日本語語彙大系のパターンを用いたブログの解析が行われている. 日本語語彙大系は用言述語文をカバーする. しかし,名詞述語文はカバーしていない. 例えば,``ノドグロを食べる''という用言述語文からは情緒を推定することができるが, ``ノドグロは境港産だ''という名詞述語文は無視されるため何の推定も行われない. そのため,ブログ文の意味解析に有用である文が無視されるため支障がある. 今田[1]は,生産物名詞を主語とする名詞述語文に着目し, 主語と述語の意味関係の観点における意味構造の類型化を試み, 「範疇叙述型」,「属性叙述型」,「外延叙述型」および「その他」の4つの類型に分類した.

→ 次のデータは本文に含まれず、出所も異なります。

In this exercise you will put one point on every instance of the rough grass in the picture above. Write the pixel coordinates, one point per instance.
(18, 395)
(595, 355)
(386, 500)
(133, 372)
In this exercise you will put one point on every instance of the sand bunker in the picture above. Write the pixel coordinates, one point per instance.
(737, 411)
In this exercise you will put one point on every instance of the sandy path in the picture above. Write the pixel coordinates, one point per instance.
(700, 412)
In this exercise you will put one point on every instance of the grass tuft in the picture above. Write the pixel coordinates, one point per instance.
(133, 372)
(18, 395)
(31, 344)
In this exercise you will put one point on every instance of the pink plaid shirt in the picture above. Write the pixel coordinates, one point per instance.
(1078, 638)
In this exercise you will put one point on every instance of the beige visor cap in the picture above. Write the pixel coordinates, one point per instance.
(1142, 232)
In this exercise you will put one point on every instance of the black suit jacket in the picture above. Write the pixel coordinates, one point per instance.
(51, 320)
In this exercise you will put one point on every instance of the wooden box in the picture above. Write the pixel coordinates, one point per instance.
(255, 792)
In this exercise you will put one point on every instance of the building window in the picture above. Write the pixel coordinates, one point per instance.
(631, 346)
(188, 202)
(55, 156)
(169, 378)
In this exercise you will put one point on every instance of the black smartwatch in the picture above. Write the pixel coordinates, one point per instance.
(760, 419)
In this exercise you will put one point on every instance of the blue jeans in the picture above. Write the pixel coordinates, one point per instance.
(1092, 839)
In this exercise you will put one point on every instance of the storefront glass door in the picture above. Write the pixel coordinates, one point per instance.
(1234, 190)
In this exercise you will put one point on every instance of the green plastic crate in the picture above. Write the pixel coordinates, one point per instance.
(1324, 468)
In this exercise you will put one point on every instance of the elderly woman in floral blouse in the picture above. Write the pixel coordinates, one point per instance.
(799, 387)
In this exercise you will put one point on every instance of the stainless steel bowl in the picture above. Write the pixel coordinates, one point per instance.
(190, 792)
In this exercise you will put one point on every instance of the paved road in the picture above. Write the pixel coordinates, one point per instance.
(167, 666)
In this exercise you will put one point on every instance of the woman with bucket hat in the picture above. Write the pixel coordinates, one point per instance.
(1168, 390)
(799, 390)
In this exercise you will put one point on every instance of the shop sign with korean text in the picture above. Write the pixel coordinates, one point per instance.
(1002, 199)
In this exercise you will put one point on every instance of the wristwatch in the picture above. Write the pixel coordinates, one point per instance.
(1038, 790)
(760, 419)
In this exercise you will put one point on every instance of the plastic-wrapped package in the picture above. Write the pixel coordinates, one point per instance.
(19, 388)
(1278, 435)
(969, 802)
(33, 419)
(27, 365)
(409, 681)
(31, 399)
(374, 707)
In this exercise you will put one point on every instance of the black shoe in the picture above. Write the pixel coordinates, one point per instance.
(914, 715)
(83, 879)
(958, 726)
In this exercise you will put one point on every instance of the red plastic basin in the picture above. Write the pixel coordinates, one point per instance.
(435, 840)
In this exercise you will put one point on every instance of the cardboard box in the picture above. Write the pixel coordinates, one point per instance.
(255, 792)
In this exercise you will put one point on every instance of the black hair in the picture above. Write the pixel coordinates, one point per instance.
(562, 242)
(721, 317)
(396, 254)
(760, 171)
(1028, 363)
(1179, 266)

そこで,本研究では,今田の分類をベースに名詞述語文の意味を解析するためのパターン辞書の作成 を目的とする.そのために以下のことを行う. まず,生産物名詞が主語である名詞述語文の事例を基にタグの付与および型名の追記を行い, パターン辞書を作成する. タグの付与および型名の追記は人手で行う. パターンの作成を行った結果,29件のパターンが作成できた. 次に,パターン照合による解析を行い,作成した辞書の性能を評価する. 解析の際,入力文に対し,複数の適合結果が出力される場合があるので,適合結果の縮退および 優先順位付けを行う.性能評価には,再現率,適合率および$F値$を用いる. オープンテストの結果,再現率は$0.32$,適合率は$0.05$$F値$$0.09$と低い値となった. 適合率が低い理由は,入力文に対する出力数が過剰であるためで,選択性能の強化が必要である. 再現率が低い理由は,入力文に正しく適合するパターンがないためで, パターンの規模の拡大および,パターンの拡張が必要である. 今後の課題として,パターン辞書の規模の拡大, パターンの拡張および適合結果の選択性能を強化が挙げられる.